2024 in retrospect

Datum
2024-12-16
Auteur
Marike Geurts
Background Image
Pangi kibii mang 1, Marcel Pinas 2016

Looking back on the first year of my PhD

About a year ago, by chance, I came across the job posting for a PhD position in the project The Art of Creating New Stories: Working with Art-Based Learning in Palliative Care. Immediately the words art and palliative care jumped out at me. After my bachelor's in Art History, I took the master's in Cultural History of Modern Europe. Shortly after graduation, the corona pandemic broke out in the Netherlands, causing my job opportunities in the cultural sector to go up in smoke. For context: In the most extreme case, there were 400(!) fellow applicants for a job in the sector. This felt alienating at a time when healthcare was under enormous pressure.

Six months after graduation, I was a student again, but this time at HBO as a nurse in training. Just under six months after getting my blue pin, I decided to jump into the deep end again. I am aware of my hypocrisy: I went into healthcare to make a contribution, at the same time I am leaving healthcare in times of dire staff shortages. However, I was out of place in the nursing home and burnout was looming (believe me, work in care is tremendously hard, all credit to all caregivers). With encouragement from friends and family, I decided to apply for the PhD position. Two weeks after sending my cover letter, I was hired. A month later I returned to the academy, this time in a teaching hospital instead of the university building, which again seemed to symbolize the convergence of my trodden paths.

So now I have moved on a year. Over the past year, I have been introduced to Art-Based Learning, a method of looking at art, with the goal of learning from art rather than about it.
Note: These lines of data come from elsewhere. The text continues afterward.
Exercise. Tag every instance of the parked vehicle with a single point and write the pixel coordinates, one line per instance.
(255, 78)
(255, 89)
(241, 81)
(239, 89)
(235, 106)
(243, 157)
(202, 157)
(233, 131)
I got to interview people with incurable cancer about their experience with Art-Based Learning, and how they experienced art in the hospital. This world of art and care was still somewhat familiar to me. I was quickly pulled out of my comfort zone with data management plans, something totally unfamiliar to me as a humanities scholar, and yes, with statistics. Six months into my PhD, I had already produced my first survey of demographic and clinical data in SPSS from the participants in my first study. And next year I am going to do a questionnaire study, for which I will write my own syntax. I am well on my way to becoming a jack-of-all-trades.

Still, it is mostly the people who have made the past year so special. It is special to be part of an incredibly talented and interdisciplinary project team that always manages to excite, inspire and grow me. But also the people I interviewed made an unforgettable impression. To see how people with chronic, incurable diseases live, how bravely they face life, its duration in limbo. And that they participate in scientific research despite everything, to be able to contribute to better care for others who come after them. It is therefore my goal to articulate their experiences to the best of my ability and to ensure that their voices can help shape the care of the future.